ルネサスの官民支援策、産革機構とトヨタら取引先8社が合計1500億円出資:ビジネスニュース 企業動向
経営再建中のルネサス エレクトロニクスが12月10日、産業革新機構の他、大口顧客である取引先8社から第三者割当で合計1500億円を調達する方針を発表。この件で同社は10日の午後5時半から東京都内で緊急会見を開く。同社の代表取締役社長である赤尾泰氏と、産業革新機構の代表取締役社長である能見公一氏が出席する予定だ。
経営再建中の国内半導体大手ルネサス エレクトロニクスは2012年12月10日、第三者割当によって1500億円を調達する方針を発表した。官民ファンドの産業革新機構の他、ルネサスの大口顧客である取引先8社が割当先となり、出資する形だ。具体的な出資額は、産業革新機構が約1383億5000万円、トヨタ自動車が50億円、日産自動車が30億円、ケーヒンとデンソーがそれぞれ約10億円、キヤノンとニコン、パナソニックがそれぞれ約5億円、安川電機が1億5000万円である。
ルネサスは、この第三者割当増資によって調達した1500億円の資金を、以下のように活用するとしている。すなわち、(1)マイコンの先端プロセス開発および開発基板の標準化に400億円、(2)生産(試作・量産)に用いる設備に200億円、(3)自動車向け半導体のソリューション事業に400億円、(4)産業向け半導体のソリューション事業に400億円、(5)経営基盤再構築のための開発に100億円をそれぞれ投じる計画だ。

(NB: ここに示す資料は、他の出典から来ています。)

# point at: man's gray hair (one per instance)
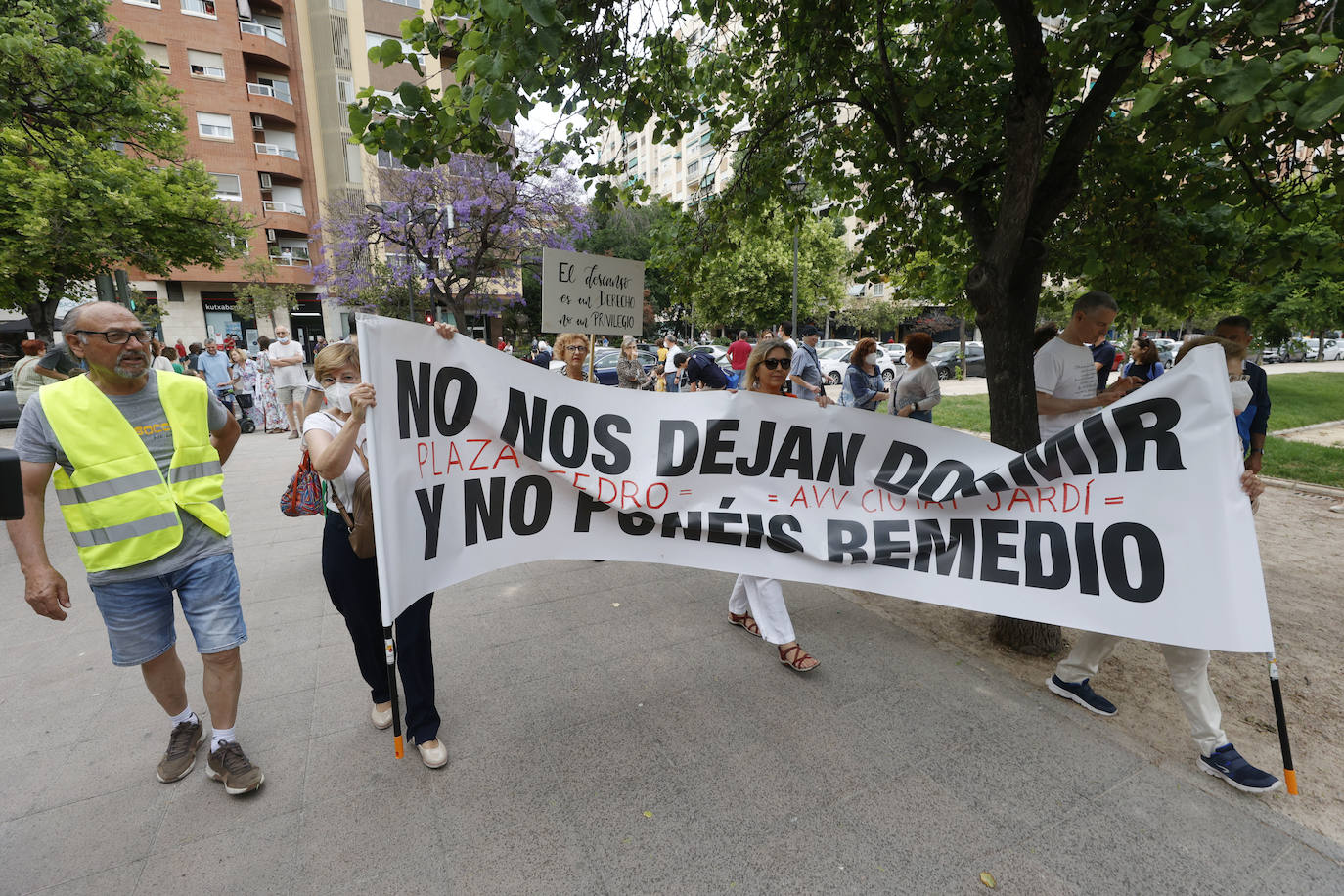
(1089, 302)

(1)では、マイコンの製造に向けて28nm世代の先端的な半導体プロセスを開発するとともに、開発基盤の標準化にも資金を投じ、「マイコン市場で他社の追随を許さない圧倒的なポジションの確保を図る」(同社)とする。(2)では、量産中の既存プロセスの収益性向上や開発済み先端プロセスの競争力強化のための設備投資に加え、アナログに向けたプロセス技術の微細化やウエハーの大口径化のための設備投資を行い、製品競争力を強化する考えだ。
(3)と(4)のソリューション事業については、自動車向けと産業向けで高い市場シェアを握るマイコンを軸に、各市場の顧客企業にマイコンと組み合わせて提案するアナログICやパワー半導体の技術力強化や、ラインアップ拡充のための事業買収(M&A)や協業を推進するという。さらに、ソリューション提案力を強化すべく、組み込みOSベンダーやIPコアベンダーのM&Aや協業、新興国における独立系デザインハウスとの協業やM&Aも進めるとしている。
(5)では、市場の急激な変化に即応できる意思決定のスピードアップを目的とした事業評価システムの改善や、生産設備の耐震強化、マルチファブ化などを実施していくという。
なおルネサスはこの第三者割当増資について2012年12月10日の午後5時半から東京都内で緊急会見を開く。同社の代表取締役社長である赤尾泰氏と、産業革新機構の代表取締役社長である能見公一氏が出席する予定だ。 会見の内容については、追って報じる。